Just going back to yourself, how do you feel you’ve evolved in the scene?

I’ve definitely seen the growth in me as an artist. I would get nervous before big sets and I still do, but I’m able to deal with these nerves slightly better as I’ve performed more. It would be nice to deal with them even more as I progress in my career. Also through my production, I can see how I’ve got more confident in my tracks.  

With more performances under your belt and becoming more confident, there must be some events on the bucket list you hope to play at.

EDC and Tomorrowland are definitely the two main ones I’d love to play at. Boomtown as well. Glastonbury would obviously be another one too. 

And there must be some places you’ve played at already that were personal favourites.

Of Course Australia and New Zealand, especially Perth. I’ve also loved Germany, Belgium and Austria. To be fair, Europe in general has always given me wicked shows. The UKF stage at Sundown last year was also a really good show. The Rampage on the Road event in Heidelberg, Germany I did earlier in the year was another stand-out event for me. I’ve been lucky in the sense that I’ve been getting good shows from the get-go. The Outernet show in London for UKF was a real stand-out one, it was a great venue.

You must’ve worked with a few people now you’re well into the production game. Who’ve you enjoyed working with?

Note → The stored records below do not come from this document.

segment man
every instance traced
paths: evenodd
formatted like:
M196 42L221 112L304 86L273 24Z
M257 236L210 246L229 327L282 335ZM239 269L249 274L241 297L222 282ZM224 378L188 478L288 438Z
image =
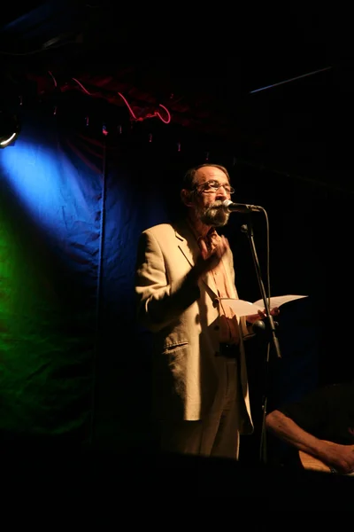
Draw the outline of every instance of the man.
M296 450L305 467L351 473L354 381L323 386L273 410L266 416L266 427L289 449Z
M137 315L154 333L163 451L237 459L240 434L253 432L243 340L266 315L239 318L219 300L238 297L232 252L215 229L228 221L223 201L233 192L222 166L191 168L181 192L185 218L141 235Z

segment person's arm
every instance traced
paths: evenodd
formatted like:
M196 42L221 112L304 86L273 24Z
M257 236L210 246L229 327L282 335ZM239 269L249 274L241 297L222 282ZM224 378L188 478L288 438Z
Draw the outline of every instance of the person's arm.
M135 283L139 320L157 332L178 319L200 297L199 279L219 264L227 249L224 238L212 253L202 247L189 270L181 272L179 278L169 279L166 257L159 242L150 231L143 231L138 245Z
M348 473L354 470L354 445L320 440L279 410L267 414L266 427L283 442L319 458L338 473Z

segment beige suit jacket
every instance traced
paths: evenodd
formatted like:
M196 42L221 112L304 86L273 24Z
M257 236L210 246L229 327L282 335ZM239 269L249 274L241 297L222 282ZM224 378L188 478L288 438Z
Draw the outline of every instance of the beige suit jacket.
M162 419L196 420L207 415L218 387L216 356L218 297L212 275L198 285L189 276L200 253L188 224L162 223L140 238L135 278L139 321L153 334L154 389L158 415ZM234 296L235 271L231 251L223 262ZM250 434L253 424L243 338L250 336L239 319L240 431Z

So far, I’ve enjoyed working with Active. Obviously with Ruth Royall and Something Something, who I’ve worked on the ‘Dark Days’ track with. Gouki is another guy I loved working with. I worked with a local MC called Toddlah which was pretty cool too. He’s always fun to work with. I’ve got a release coming up with Captain Bass this year, who I’d already released a track with last year.  

The Kool FM residency must be a cool thing to be involved in.

It’s been good. I’d misunderstood them and thought they were asking me for a mix. They told me that it would be a regular monthly show, and at first I wasn’t too keen. I asked them if it would involve talking because I don’t really like doing that kind of thing but they said I could just record it at home and not even have to talk if I didn’t want to. Now I’ve started getting into it more, I’m getting more confident with it. I had a similar thing when I was recording Charlie Tee’s Radio 1 show. As soon as they pressed record, my hands would start sweating. Again, it was a great experience though. It sounded great when it was finished and edited. Charlie Tee, by the way, is someone who is using the BBC Radio 1 platform to actively try and include more women into the scene and she actually gives so many women a chance on such a big platform. Kool FM has been a great thing to be a part of, they’re actually having an event at Fabric on August 27th to celebrate the bank holiday carnival which I’ve been invited to play. 

Wrapping things up, where can we catch you for the rest of the year and what have you got planned?

I’ve just been back in Belgium for Inceptionz which was great. Coming up festival-wise, I’ve got Frequency Festival, Leeds Festival and Weekender Festival. I’ll also be doing my first 360 showcase show with Viper Recordings in Werkhaus. As well as that Kool FM carnival event at Fabric over the bank holiday I mentioned earlier. I’ve got ‘Out of my Mind’ out, as well as ‘Dark Days’ release-wise this summer. I’ve also got a release with dnb allstars in September coming up. Then a few other bits to end the year which you’ll find out about soon.